‘Friends’ TV Show’s New Generation Of Diehard Fans, And What This Means For Seinfeld


Friends fans: if you don’t want to feel old, then feel free to look away right now.

Last month, September, 2015, marked 21 years since Friends debuted on NBC.

[Ouch, that one hurt, I know. I was an original Friends viewer, too.]

Friends was such an instant success that it accumulated fans exponentially, with many people who were die-hard Friends fans at the beginning still claiming a love for the hit TV show even today. For those people, the fact that some people didn’t like the show and chose to not watch it borders on the ridiculous.

Friends brought with it its own fashion trends: most notably the Rachel haircut, but even other clothing and style choices made by the six main stars of the show, often swept their way around the globe shortly after being shown on TV.

Even Courteney Cox as Monica made fashion trends with her various sweater choices throughout the ten seasons of Friends, particularly the first few years.

But while most current Friends fans are those of us who delighted in watching our favorite characters and storylines unfold week by week and talking about it at school and work the following day, it seems that Friends is acquiring a new generation of diehard fans.

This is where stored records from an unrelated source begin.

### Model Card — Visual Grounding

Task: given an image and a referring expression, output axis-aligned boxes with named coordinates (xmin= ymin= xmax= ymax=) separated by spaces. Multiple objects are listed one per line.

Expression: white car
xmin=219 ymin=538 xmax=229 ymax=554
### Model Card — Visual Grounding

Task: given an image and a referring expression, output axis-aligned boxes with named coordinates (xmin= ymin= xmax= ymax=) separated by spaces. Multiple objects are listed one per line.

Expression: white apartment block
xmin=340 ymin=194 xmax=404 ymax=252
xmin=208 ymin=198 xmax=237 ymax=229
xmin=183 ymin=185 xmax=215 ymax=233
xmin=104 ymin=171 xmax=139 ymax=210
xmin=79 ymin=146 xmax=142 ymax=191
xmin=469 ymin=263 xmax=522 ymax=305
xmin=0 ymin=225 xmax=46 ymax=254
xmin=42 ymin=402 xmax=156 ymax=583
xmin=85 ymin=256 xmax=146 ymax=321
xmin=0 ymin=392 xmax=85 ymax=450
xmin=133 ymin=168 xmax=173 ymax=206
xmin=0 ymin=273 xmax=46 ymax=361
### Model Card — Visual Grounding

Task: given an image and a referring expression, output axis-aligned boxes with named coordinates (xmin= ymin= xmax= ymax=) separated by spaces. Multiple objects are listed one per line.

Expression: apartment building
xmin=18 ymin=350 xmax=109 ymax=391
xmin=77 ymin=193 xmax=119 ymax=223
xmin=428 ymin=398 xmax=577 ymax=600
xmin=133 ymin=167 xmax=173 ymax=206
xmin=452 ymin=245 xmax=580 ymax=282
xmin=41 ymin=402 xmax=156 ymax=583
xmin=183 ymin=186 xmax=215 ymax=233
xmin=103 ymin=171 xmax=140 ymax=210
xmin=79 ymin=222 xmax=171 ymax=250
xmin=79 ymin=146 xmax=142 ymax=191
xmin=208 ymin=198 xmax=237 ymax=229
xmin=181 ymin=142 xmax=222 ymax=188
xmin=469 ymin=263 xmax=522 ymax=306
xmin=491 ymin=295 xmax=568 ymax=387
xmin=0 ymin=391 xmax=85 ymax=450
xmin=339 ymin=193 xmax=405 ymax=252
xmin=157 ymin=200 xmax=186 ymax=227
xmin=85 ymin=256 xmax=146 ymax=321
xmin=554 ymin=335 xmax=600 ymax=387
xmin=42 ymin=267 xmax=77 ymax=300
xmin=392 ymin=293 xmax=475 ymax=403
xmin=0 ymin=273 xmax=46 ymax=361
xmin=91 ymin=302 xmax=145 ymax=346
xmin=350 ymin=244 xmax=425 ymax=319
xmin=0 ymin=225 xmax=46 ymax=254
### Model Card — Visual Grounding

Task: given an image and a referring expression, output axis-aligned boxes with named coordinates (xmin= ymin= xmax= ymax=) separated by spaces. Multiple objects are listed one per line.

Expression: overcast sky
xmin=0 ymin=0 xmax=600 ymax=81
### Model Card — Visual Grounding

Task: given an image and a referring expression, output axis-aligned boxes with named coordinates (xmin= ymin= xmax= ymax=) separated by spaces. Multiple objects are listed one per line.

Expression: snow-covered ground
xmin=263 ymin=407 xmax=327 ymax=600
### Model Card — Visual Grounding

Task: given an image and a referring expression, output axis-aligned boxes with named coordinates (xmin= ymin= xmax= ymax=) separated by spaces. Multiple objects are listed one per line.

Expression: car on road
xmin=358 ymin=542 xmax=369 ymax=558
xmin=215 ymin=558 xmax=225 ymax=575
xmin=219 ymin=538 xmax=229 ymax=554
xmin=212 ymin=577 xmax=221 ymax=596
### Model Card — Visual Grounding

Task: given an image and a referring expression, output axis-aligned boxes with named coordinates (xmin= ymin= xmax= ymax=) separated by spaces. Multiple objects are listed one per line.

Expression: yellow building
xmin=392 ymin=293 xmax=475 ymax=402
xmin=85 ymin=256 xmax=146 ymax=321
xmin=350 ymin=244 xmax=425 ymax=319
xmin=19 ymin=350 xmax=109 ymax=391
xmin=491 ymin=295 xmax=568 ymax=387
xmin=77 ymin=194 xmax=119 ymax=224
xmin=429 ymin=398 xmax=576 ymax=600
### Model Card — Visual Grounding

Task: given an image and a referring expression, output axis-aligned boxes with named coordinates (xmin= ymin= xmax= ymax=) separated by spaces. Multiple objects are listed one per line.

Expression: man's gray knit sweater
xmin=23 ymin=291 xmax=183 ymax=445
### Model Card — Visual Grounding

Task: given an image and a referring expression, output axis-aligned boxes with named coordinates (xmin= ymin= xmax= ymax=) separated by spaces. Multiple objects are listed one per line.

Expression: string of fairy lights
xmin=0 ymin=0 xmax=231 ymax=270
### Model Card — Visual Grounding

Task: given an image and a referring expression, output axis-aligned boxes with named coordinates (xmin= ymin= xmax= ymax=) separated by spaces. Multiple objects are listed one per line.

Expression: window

The New York Times reported that it is now New York teenagers that are most identifying with the show, and are adapting Friends‘ trademark vernacular to everyday usage.

“If you are somewhere between 13 and 20… and particularly if you live in New York, you may find yourself very much in the Friends zone.”

And it is the Friends vernacular that is most reeling in New York teenagers, the New York Times posits. The Chicago Tribune referred to an anthropological study undertaken at the University of Toronto back in 2005, where researcher Chris Roberts watched every episode of the first eight seasons of Friends and made a note of every time that one of the six main characters used an intensifier: words used to emphasise an adjective, such as “so,” “really,” and “very.”

A previous study of intensifiers in British English showed that the word “really” was used 30 percent of the time, with “so” being used 10 percent of the time, and “pretty” and “absolutely” being used approximately 3 percent of the time each.

But Chris Roberts’ study of the Friends vernacular showed a very different story. He observed that the word “so” was used 45 percent of the time, followed by “really” being used 25 percent of the time, with “very” being used 15 percent of the time. “Pretty” came in at 6 percent, with “totally” being used 2 percent of the time.

Chris Roberts’ professor, sociolinguist Sali Tagliamonte, likened the differing use of intensifiers throughout the Friends TV show to Rachel’s haircut itself.

“I think the movement is towards a new intensifier. Either the Friends actors pushed it, or maybe they just picked up on it in vernacular culture and used it. This is just speculation. If they can influence how everybody wore their hair, why not intensifiers?”

Back in the heyday of Friends, many Friends fans had to argue the same old Friends vs Seinfeld argument again and again, but it seems that Seinfeld has not had even a quarter of the longevity that Friends enjoyed, according to the New York Times.